Erkekler, kadınlar kadar başarılı değil
The SİMS’i kadınlar gibi erkekler de oynuyor. Ama kadınların yuva yapmadaki becerisi çoğu zaman erkeklerde yok. İşte bu oyunu oynayan Emre adlı oyuncunun internette anlattıkları:
Emre (oyuncu) oyuna başlar, ne yapsam diye düşünürken ‘Kız arkadaşımı yaratayım’ der. Onu da koyar oyuna, güzel bir ev yapar, dayar, döşer. O sırada ocak alev alır, yangın çıkar, Emre’nin evi de yanar, sevgilisi de. Emre’nin siniri bozulur, oyuna sıfırdan başlar.
Ama Emre akıllanmıştır, bu kez bekar hayatı yaşayacaktır. Güzel bir ev yapar, gelen komşuları karşılar, birkaç gün böyle geçer. Bu arada Emre ayna karşısında konuşarak karizmayı, aletlerle çalışarak vücudunu geliştirir.
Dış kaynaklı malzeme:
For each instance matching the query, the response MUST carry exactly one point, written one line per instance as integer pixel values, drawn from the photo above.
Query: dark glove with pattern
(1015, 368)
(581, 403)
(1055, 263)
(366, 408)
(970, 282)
Ama durduk yerde ağlamaya başlar, yalnızdır... Önceden oynadığı aileden Betty Newbie’yi evine çağırır, onunla flört eder, evlenir. (Bir evlilik 1000 dolar tutuyor, haberiniz olsun.) Ama önceki karısıyla hálá resmen evli olduğu için, sevgilisi oyun moyun dinlemez, kavga ederler.
Emre’nin iş hayatında yükselebilmesi ve daha fazla kazanabilmesi için oyun gereği aile dostlarının olması gerekmektedir. Bu ihtiyacını da yine Newbie Ailesi’nden karşılar. Bob Newbie’yi eve çağırır, TV izleyip sohbet ederlerken Bob’a sarılır ve dans eder. Gel zaman git zaman Bob’la arkadaşlık seçenekleri arasında ‘flört’ çıkar ve Emre tıklar ve Bob’la flört etmeye başlar. Aaa (elin adamıyla flört edince) Bob üzerine saldırır ve öpmeye başlar.